T.J. with the Bandan Koro African Dance Ensemble leads children dancing during a Juneteenth celebration at Fair Park in Dallas, Monday, June 19, 2017. Juneteenth celebrates the end of slavery in Texas. (AP Photo/LM Otero)

In today’s modern world of cell phones, computers and the internet, it is easy to take for granted the sheer ease and expedience at the reach of our fingertips. Information, no matter how obscure, has never been easier to attain and the speed at which said information is attained is immediate. As products of today’s instant gratification society, many of us have become smug and complacent by the very technology that makes our lives so convenient, making it almost too easy to forget a time in which information could not be received nor sent with the rapidity of today’s gizmos and gadgetry. In the not too distant past, information took many days, weeks and even months to be sent and received. Case in point, 150 years ago our ancestors did not have the privilege or convenience of the entirety of human knowledge at their disposal.

As the Civil War came to an end in the spring of 1865, it’s conclusion should have put an end to centuries of slavery in this country.  However, instant freedom didn’t happen for everyone.  Many slave owners, particularly in Texas, intentionally refrained from “sharing” the news that their slaves were free until after the harvest season was over, so as to not infringe on their beloved profit margins.  However, the arrival of Union General Gordon Granger and his army in Galveston that June finally represented real emancipation for the nearly 250,000 slaves within Texas’ borders. Upon receiving the life changing news, jubilant celebrations broke out amongst the newly freed slaves, and thus what became known as “Juneteenth” came into existence.

Granger read General Order No. 3, which declared:

“The people of Texas are informed that, in accordance with a proclamation from the Executive of the United States, all slaves are free. This involves an absolute equality of personal rights and rights of property between former masters and slaves, and the connection heretofore existing between them becomes that between employer and hired labor. The freedmen are advised to remain quietly at their present homes and work for wages. They are informed that they will not be allowed to collect at military posts and that they will not be supported in idleness either there or elsewhere.” —Headquarters District of Texas, Galveston, June 19, 1865

Nearly two and a half years before Granger’s announcement, President Abraham Lincoln issued the Emancipation Proclamation on January 1, 1863, which put into law that all enslaved people in the Confederate States “Shall be then, thenceforward, and forever free,” at least on paper.

In actuality, the Emancipation Proclamation did not immediately free any slaves because the application of its policies were only valid in places under Confederate control and were effectively null and void in any of the slave-holding border states and contested areas that were already under Union control. As Northern soldiers made their way down into the Confederate controlled South, many slaves fled to the apparent safety within Union borders.

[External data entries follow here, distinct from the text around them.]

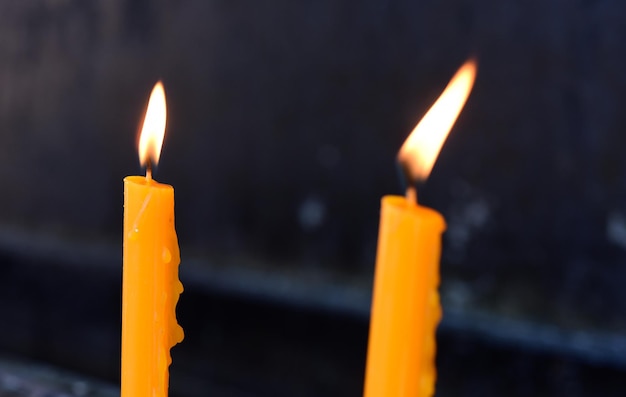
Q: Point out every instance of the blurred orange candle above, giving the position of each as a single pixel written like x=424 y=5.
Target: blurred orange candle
x=150 y=276
x=405 y=303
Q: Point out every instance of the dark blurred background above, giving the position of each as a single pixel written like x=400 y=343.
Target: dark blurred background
x=284 y=121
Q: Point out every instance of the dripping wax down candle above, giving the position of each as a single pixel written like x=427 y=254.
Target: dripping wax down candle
x=405 y=303
x=150 y=287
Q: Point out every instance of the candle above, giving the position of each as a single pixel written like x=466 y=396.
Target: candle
x=405 y=303
x=150 y=276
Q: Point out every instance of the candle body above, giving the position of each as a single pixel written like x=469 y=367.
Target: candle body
x=150 y=288
x=405 y=302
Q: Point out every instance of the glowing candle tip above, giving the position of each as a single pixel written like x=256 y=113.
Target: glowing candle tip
x=153 y=128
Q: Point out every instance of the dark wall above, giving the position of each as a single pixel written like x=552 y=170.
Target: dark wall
x=284 y=121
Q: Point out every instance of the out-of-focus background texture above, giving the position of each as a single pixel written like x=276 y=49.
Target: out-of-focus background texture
x=284 y=121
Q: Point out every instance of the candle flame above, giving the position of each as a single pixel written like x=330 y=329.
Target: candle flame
x=420 y=150
x=153 y=129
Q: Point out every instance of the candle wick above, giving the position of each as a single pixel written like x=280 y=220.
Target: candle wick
x=411 y=194
x=149 y=171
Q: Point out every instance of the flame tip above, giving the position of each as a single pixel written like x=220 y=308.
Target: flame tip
x=420 y=150
x=153 y=129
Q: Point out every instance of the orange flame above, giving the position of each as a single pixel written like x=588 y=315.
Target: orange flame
x=420 y=150
x=153 y=129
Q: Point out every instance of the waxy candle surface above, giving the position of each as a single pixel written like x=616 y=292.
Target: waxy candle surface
x=405 y=302
x=150 y=287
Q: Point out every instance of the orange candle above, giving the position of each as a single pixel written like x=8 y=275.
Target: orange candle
x=151 y=287
x=405 y=302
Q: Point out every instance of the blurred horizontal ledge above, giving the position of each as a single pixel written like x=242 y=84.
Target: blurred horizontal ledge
x=27 y=379
x=315 y=289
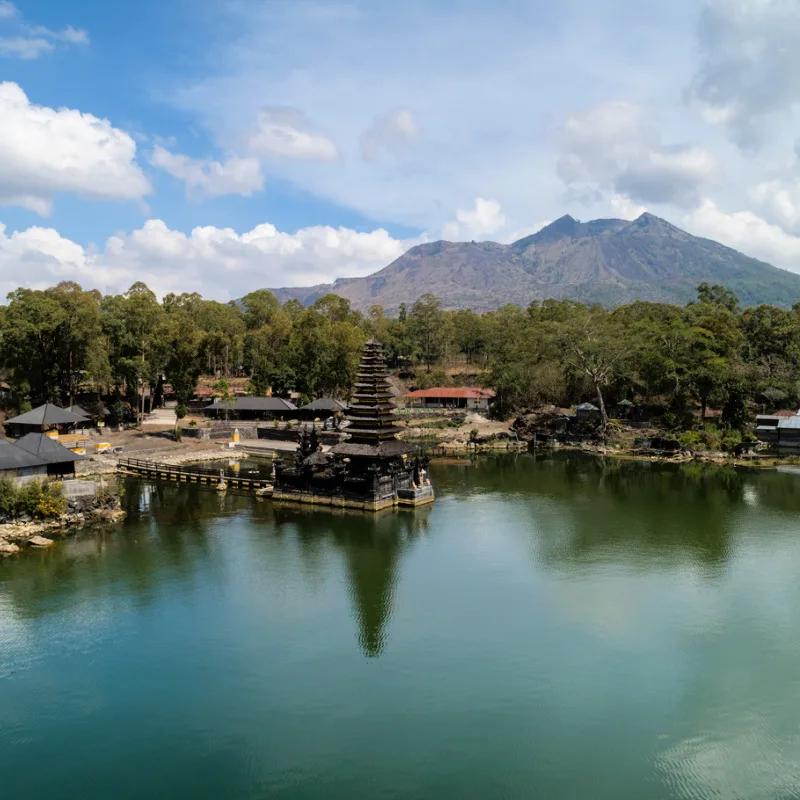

In Texas, slavery remained relatively unaffected because Civil War fighting did not bleed over as the state experienced no large-scale fighting. Many slave owners from outside Texas viewed it as a safe-haven for their livelihoods and opted to move there with their slaves.

Juneteenth (“June 19th”) has since become a holiday commemorating the day in which General Granger arrived at Galveston, Texas and marked the effective end of slavery throughout the continuous United States.

In 1979, Texas became the first state to make Juneteenth an official holiday, and today most states have followed suit and maintain Juneteenth observances. In the coming years, Juneteenth celebrations have become widespread amongst Black communities all over the United States.